In his Rangoon office, he rifled through a dusty tome that dated to the British colonial era to explain the terms under which 16 prominent dissidents, including the 88 leaders, have been held without trial since their arrest last August, he said.

Asked whether he had ever secured the release of a political detainee, he thought a moment, set down his cup of tea and related the lone incident of his 27-year career: accusations against a politician client turned out to be so outlandish that a 10-year sentence was revoked.

For being caught one night with an anti-government pamphlet, the once starry-eyed Rangoon University student served seven years. He was lucky, he said. For being caught with two pamphlets, friends netted double the sentence. He described enduring beatings, hours in shackles and weeks in solitary confinement. When he was transferred to another prison far upcountry, his mother never knew where he was.

Worst of all, he said, was his hunger for ideas.

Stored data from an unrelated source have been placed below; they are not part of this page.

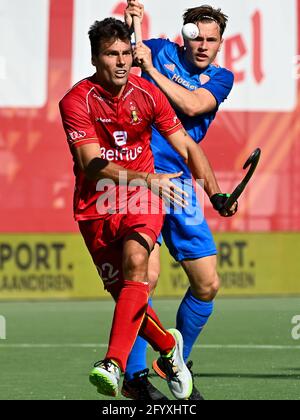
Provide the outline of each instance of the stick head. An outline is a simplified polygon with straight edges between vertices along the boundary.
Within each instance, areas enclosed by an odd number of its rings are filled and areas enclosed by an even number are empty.
[[[236,187],[236,189],[233,191],[231,196],[228,198],[226,203],[224,204],[224,209],[228,210],[230,209],[234,202],[237,201],[237,199],[241,196],[244,189],[246,188],[248,182],[250,181],[252,175],[255,172],[255,169],[257,167],[257,164],[259,162],[261,155],[260,149],[255,149],[254,152],[251,154],[251,156],[248,158],[247,162],[245,163],[243,169],[247,169],[248,166],[250,166],[245,178],[242,180],[242,182]]]
[[[250,165],[255,165],[256,167],[260,159],[260,155],[261,155],[261,150],[259,148],[255,149],[254,152],[251,154],[251,156],[248,158],[243,169],[247,169],[248,166]]]

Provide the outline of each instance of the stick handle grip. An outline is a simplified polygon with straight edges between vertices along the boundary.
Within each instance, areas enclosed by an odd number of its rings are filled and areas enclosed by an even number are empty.
[[[230,210],[234,203],[238,200],[238,198],[242,195],[246,184],[240,183],[236,189],[233,191],[231,196],[227,199],[226,203],[224,204],[225,210]]]
[[[141,19],[138,16],[133,16],[133,27],[135,34],[135,43],[143,41]]]

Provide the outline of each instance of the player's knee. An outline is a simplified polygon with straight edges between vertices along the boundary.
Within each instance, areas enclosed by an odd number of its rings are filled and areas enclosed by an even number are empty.
[[[219,289],[220,289],[220,278],[218,276],[218,273],[215,272],[215,274],[212,278],[212,282],[209,285],[209,291],[208,291],[208,293],[210,295],[209,300],[213,300],[217,296]]]
[[[146,271],[148,255],[142,252],[131,253],[124,262],[125,270],[130,272]]]
[[[205,301],[212,301],[217,296],[220,289],[220,279],[218,273],[213,272],[205,282],[199,282],[192,288],[195,297]]]

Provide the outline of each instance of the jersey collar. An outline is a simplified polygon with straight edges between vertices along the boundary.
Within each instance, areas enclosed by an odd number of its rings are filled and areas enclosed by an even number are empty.
[[[130,77],[130,76],[129,76]],[[128,78],[129,80],[129,78]],[[127,84],[125,86],[125,89],[123,90],[122,95],[118,98],[117,96],[113,96],[110,92],[108,92],[107,90],[105,90],[96,80],[96,73],[90,78],[90,81],[92,82],[93,86],[97,89],[97,91],[99,92],[100,96],[102,96],[105,99],[108,99],[111,102],[119,102],[120,99],[122,99],[127,91],[130,89],[130,87],[128,86],[128,81]]]

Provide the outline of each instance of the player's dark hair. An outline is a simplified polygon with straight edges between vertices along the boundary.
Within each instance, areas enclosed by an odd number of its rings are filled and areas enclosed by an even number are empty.
[[[221,37],[226,29],[228,16],[221,12],[221,9],[214,9],[212,6],[204,4],[203,6],[187,9],[183,15],[183,24],[197,22],[215,21],[220,27]]]
[[[96,20],[88,32],[92,56],[97,56],[100,52],[101,43],[106,41],[130,41],[131,32],[126,23],[114,18],[107,18],[102,21]]]

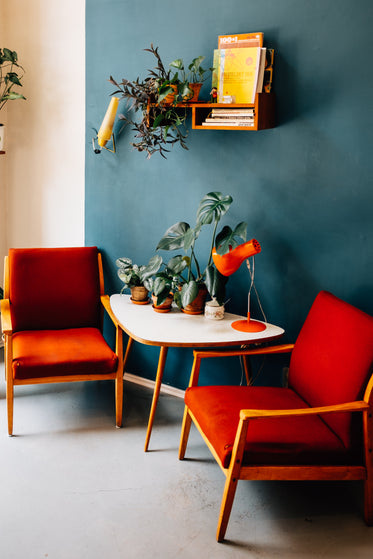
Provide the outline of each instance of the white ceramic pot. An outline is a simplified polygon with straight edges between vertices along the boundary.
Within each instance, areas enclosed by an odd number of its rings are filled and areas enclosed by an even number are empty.
[[[205,317],[210,320],[222,320],[224,318],[224,305],[219,305],[216,299],[208,301],[205,305]]]
[[[4,151],[4,132],[5,132],[5,125],[0,124],[0,151]]]

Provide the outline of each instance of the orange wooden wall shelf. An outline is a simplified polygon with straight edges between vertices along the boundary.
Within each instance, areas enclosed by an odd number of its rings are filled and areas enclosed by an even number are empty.
[[[192,128],[195,130],[245,130],[246,132],[274,128],[275,126],[275,96],[274,93],[257,93],[255,103],[190,103],[192,108]],[[254,108],[254,126],[203,126],[205,118],[212,109],[246,109]]]

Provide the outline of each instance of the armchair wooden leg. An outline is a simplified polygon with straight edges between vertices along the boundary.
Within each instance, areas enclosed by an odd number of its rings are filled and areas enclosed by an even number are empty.
[[[115,423],[122,427],[123,423],[123,373],[115,379]]]
[[[230,472],[225,482],[223,499],[220,507],[218,528],[216,531],[216,539],[218,542],[222,542],[224,540],[225,532],[227,531],[234,496],[236,494],[237,483],[238,478],[233,475],[233,472]]]
[[[189,415],[188,408],[185,406],[183,424],[181,427],[180,446],[179,446],[179,460],[184,460],[186,447],[189,439],[190,426],[192,418]]]
[[[364,481],[364,518],[373,526],[373,409],[364,412],[365,464],[367,477]]]
[[[373,526],[373,480],[364,481],[364,518],[368,526]]]
[[[14,387],[11,371],[7,372],[6,381],[6,405],[8,411],[8,435],[13,435],[13,402],[14,402]]]
[[[130,338],[131,339],[131,338]],[[131,351],[132,342],[128,342],[125,360],[123,361],[123,331],[119,326],[116,331],[115,349],[118,355],[118,373],[115,379],[115,423],[117,427],[122,427],[123,422],[123,374],[124,364],[127,363],[128,355]]]
[[[218,542],[224,540],[225,532],[227,530],[229,517],[232,510],[234,496],[236,494],[237,483],[240,479],[241,465],[243,453],[245,449],[245,441],[247,435],[249,422],[247,419],[240,418],[238,424],[236,438],[232,450],[231,463],[227,472],[227,479],[224,486],[223,499],[220,507],[220,515],[218,521],[218,529],[216,532],[216,539]]]

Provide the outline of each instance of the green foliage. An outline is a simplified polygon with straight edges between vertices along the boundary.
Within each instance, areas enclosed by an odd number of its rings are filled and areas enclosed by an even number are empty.
[[[0,110],[7,101],[26,99],[21,93],[13,91],[15,86],[22,87],[23,75],[24,69],[18,64],[17,53],[14,50],[0,48]]]
[[[187,273],[186,278],[180,275],[182,290],[181,293],[175,297],[175,301],[179,306],[185,307],[190,304],[198,293],[199,284],[203,283],[205,283],[211,297],[216,297],[220,304],[223,303],[225,285],[228,278],[222,276],[212,263],[212,249],[217,240],[219,240],[220,245],[225,247],[225,252],[229,250],[229,243],[227,244],[228,238],[233,242],[236,242],[236,237],[246,240],[246,224],[244,222],[237,225],[233,232],[230,227],[224,227],[219,235],[216,235],[218,224],[223,215],[229,210],[232,202],[233,199],[231,196],[224,196],[221,192],[209,192],[199,203],[196,225],[194,228],[185,221],[179,221],[169,227],[159,241],[157,250],[183,250],[185,253],[185,256],[178,255],[175,257],[183,259],[186,262],[185,270]],[[202,227],[211,224],[213,224],[213,231],[207,259],[208,262],[205,270],[201,271],[196,255],[195,244]]]
[[[132,260],[127,257],[118,258],[115,264],[118,266],[118,277],[123,282],[121,292],[127,288],[143,285],[148,291],[153,288],[153,276],[158,272],[162,263],[159,255],[153,256],[146,266],[138,266],[133,264]]]
[[[113,95],[120,95],[127,102],[127,113],[120,114],[119,119],[135,132],[132,146],[139,152],[145,152],[148,159],[156,152],[166,159],[169,148],[176,143],[188,149],[185,143],[188,135],[185,127],[186,108],[177,104],[191,94],[188,77],[203,76],[206,72],[201,67],[204,57],[195,58],[186,74],[181,59],[171,62],[171,68],[166,70],[158,47],[154,48],[151,44],[150,48],[144,50],[156,59],[156,66],[148,70],[145,79],[129,81],[123,78],[117,82],[111,76],[109,81],[117,88]],[[174,101],[165,103],[167,95],[171,93],[175,94]],[[136,118],[137,113],[140,113],[140,120]]]

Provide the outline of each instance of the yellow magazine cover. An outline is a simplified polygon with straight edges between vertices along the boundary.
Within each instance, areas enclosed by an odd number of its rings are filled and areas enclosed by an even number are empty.
[[[214,81],[219,103],[254,103],[261,49],[218,49],[214,53]]]

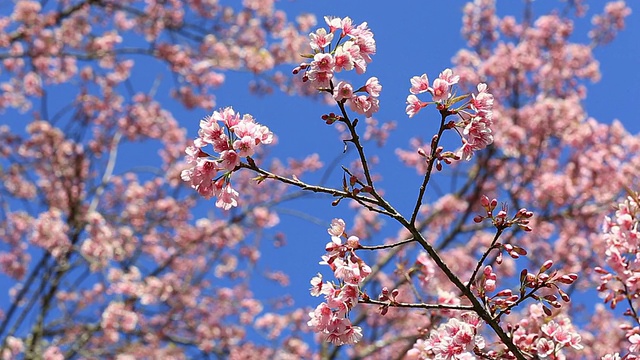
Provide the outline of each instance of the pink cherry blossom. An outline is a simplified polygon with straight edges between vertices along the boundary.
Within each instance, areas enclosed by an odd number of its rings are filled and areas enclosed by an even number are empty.
[[[451,69],[444,69],[444,71],[441,72],[440,75],[438,75],[438,78],[446,81],[447,84],[449,84],[449,86],[453,86],[453,85],[457,84],[458,81],[460,80],[460,76],[453,75],[453,71],[451,71]],[[435,83],[435,81],[434,81],[434,83]],[[434,85],[434,87],[435,87],[435,85]]]
[[[355,344],[362,339],[362,329],[353,326],[348,313],[358,303],[360,297],[359,284],[371,274],[371,268],[356,254],[360,248],[357,236],[347,237],[343,243],[345,222],[333,219],[327,229],[331,242],[327,243],[327,253],[322,256],[320,264],[329,265],[336,279],[342,280],[340,285],[323,282],[322,275],[311,280],[311,295],[323,294],[325,301],[314,312],[309,313],[308,325],[321,333],[324,340],[336,345]]]
[[[414,117],[423,107],[427,106],[427,103],[423,103],[415,95],[407,96],[407,108],[405,112],[409,117]]]
[[[320,51],[331,44],[333,40],[333,33],[328,33],[324,28],[319,28],[315,33],[309,34],[311,39],[311,48],[315,51]]]
[[[216,206],[223,210],[229,210],[232,207],[238,206],[238,192],[232,189],[229,184],[217,192],[216,197],[218,198]]]
[[[324,21],[329,25],[329,32],[333,33],[342,27],[342,19],[335,16],[325,16]]]
[[[333,72],[335,60],[331,54],[315,54],[311,62],[311,70],[318,72]]]
[[[344,233],[345,230],[345,222],[342,219],[333,219],[331,220],[331,227],[327,229],[327,232],[331,236],[340,237]]]
[[[379,100],[371,95],[353,95],[349,99],[349,108],[352,111],[371,117],[380,109]]]
[[[429,86],[429,78],[427,74],[422,74],[420,76],[414,76],[411,78],[411,89],[409,91],[412,94],[421,94],[423,92],[429,91],[431,87]]]
[[[346,81],[340,81],[333,89],[333,98],[336,101],[351,99],[353,97],[353,87]]]
[[[431,93],[433,95],[433,101],[444,102],[451,97],[451,84],[447,80],[437,78],[433,80],[433,88]]]
[[[353,56],[351,55],[351,48],[357,46],[354,45],[353,42],[347,41],[336,48],[335,53],[333,54],[334,58],[334,71],[340,72],[342,70],[351,71],[355,65],[355,61]]]
[[[216,206],[225,210],[238,204],[239,193],[230,186],[231,173],[243,157],[253,156],[261,144],[271,144],[273,133],[258,124],[250,114],[240,115],[227,107],[214,111],[200,121],[198,138],[186,148],[186,161],[193,167],[182,170],[180,177],[205,197],[218,197]],[[212,144],[218,156],[210,156],[202,148]],[[219,180],[216,178],[222,172]],[[222,182],[221,182],[222,181]]]
[[[380,85],[380,83],[378,82],[377,77],[374,76],[369,78],[369,80],[367,80],[367,83],[365,85],[365,91],[368,92],[369,95],[373,97],[380,96],[380,91],[382,91],[382,85]]]

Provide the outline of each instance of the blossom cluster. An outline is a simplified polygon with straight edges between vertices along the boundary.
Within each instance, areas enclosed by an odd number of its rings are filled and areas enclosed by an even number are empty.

To feed his mind, he said, he sometimes used a piece of broken pottery to scrawl on the cold concrete, struggling to recall parts of beloved stories by British novelist Somerset Maugham.

Or he would bribe a criminal to bring him a prison-made cheroot, a cone-shaped cigarette. Then he'd slowly unpeel its leafy layers to reveal a thumb-size square of gluey state newspaper, and with it a snippet of information from the world outside his cell.

Now he smuggles reading material -- often about democracy -- to friends still inside.

Sometimes he returns from a prison visit with a poem. A poet he befriended recently wrote about the insanity of living within its walls:

The white color of the moonlight,

Sticking like a sword inside that very wall,

Will make the demand

For the rest of your life to be numb to thoughts,

For your sorrows to swell,

For your philosophy to be always aching.